Le traitement standard combine plusieurs médicaments : inhibiteurs de l’ECA ou antagonistes de l’AT-II pour protéger le coeur, bêtabloquants pour ralentir le rythme cardiaque, diurétiques pour éliminer l’excès de liquide, parfois des antagonistes de l’aldostérone. Ces traitements sont efficaces et recommandés, y compris chez les patients âgés.

Le problème vient de la multimorbidité. Un patient de 78 ans souffrant d’insuffisance cardiaque présente en moyenne sept pathologies associées. Chaque maladie appelle ses propres médicaments, et les interactions se multiplient.

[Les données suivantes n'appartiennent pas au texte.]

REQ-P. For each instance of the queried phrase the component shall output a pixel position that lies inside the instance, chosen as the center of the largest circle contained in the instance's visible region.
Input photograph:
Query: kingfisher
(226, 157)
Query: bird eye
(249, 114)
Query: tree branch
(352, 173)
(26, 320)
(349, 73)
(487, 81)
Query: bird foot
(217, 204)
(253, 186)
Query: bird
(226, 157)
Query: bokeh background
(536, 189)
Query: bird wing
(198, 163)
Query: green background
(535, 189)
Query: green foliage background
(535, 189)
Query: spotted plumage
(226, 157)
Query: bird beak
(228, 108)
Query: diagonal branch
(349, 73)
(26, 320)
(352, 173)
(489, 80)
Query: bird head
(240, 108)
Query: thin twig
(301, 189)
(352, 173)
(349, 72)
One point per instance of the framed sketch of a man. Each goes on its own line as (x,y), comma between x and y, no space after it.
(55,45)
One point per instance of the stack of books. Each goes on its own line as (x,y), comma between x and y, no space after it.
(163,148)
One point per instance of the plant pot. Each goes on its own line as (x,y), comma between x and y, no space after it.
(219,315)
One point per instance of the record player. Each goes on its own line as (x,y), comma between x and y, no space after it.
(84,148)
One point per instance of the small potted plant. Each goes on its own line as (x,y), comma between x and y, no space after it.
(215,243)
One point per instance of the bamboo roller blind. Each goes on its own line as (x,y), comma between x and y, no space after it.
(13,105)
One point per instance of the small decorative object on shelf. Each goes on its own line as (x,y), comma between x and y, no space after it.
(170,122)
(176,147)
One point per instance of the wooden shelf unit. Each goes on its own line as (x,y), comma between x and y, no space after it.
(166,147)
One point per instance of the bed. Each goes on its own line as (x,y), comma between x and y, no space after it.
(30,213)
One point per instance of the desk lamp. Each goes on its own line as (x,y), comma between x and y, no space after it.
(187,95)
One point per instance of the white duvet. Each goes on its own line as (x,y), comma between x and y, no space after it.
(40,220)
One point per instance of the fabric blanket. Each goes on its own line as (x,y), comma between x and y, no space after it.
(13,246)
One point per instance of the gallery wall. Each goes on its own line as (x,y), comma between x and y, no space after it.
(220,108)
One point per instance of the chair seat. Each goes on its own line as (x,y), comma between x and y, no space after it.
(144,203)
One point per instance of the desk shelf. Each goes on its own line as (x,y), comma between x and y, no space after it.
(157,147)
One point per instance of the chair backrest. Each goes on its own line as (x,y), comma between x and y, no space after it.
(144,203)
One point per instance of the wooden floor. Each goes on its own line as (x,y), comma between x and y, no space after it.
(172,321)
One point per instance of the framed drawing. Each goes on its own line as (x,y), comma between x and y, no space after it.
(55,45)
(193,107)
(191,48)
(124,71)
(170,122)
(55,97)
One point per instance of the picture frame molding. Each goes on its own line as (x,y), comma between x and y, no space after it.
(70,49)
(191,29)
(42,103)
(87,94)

Les diurétiques peuvent dégrader la fonction rénale et provoquer des chutes de tension. Les bêtabloquants aggravent parfois la fatigue. Le résultat, paradoxal, est qu’un traitement optimisé selon les recommandations cardiologiques peut détériorer la qualité de vie globale d’un patient fragile.

C’est là qu’intervient le regard gériatrique. Plutôt que d’appliquer les doses maximales prévues par les recommandations, le médecin évalue ce que le patient peut tolérer. L’objectif devient de préserver l’autonomie au quotidien, pas seulement de protéger le coeur sur le papier.

Réadaptation cardiaque chez les seniors

L’activité physique adaptée fait partie intégrante du traitement. Marche, vélo doux, exercices en groupe encadrés par un kinésithérapeute : ces programmes de réadaptation cardiaque réduisent les hospitalisations et améliorent la tolérance à l’effort. Ils restent sous-prescrits chez les plus de 70 ans, souvent par excès de prudence.

Un couple de personnes âgées assis sur un banc dans un parc, l'homme montrant des signes de fatigue cardiaque

Prévention de l’insuffisance cardiaque : ce qui compte vraiment après 60 ans

Pourquoi parler de prévention si tard ? Parce que les principaux facteurs de risque restent modifiables même après 70 ans. L’hypertension artérielle, premier accélérateur de la maladie, se traite et se surveille à tout âge. Un suivi régulier de la tension, du poids et du rythme cardiaque permet de repérer une dégradation avant qu’elle ne devienne une urgence.

  • Contrôler l’hypertension artérielle, même modérée, réduit la surcharge imposée au coeur sur le long terme
  • Limiter le sel dans l’alimentation aide à éviter la rétention d’eau, un mécanisme central dans l’insuffisance cardiaque chronique
  • Maintenir une activité physique régulière, même légère, préserve la capacité du muscle cardiaque à répondre à l’effort
  • Surveiller son poids au quotidien : une prise de deux kilos ou plus en trois jours doit déclencher un appel au médecin

La prise en charge précoce change radicalement le pronostic. Un patient diagnostiqué tôt, dont le traitement est ajusté avant la première hospitalisation, conserve une qualité de vie nettement meilleure qu’un patient pris en charge au stade avancé. Le repérage des symptômes reste le maillon faible, en particulier chez les personnes vivant seules, qui n’ont pas toujours un regard extérieur pour remarquer leur déclin progressif.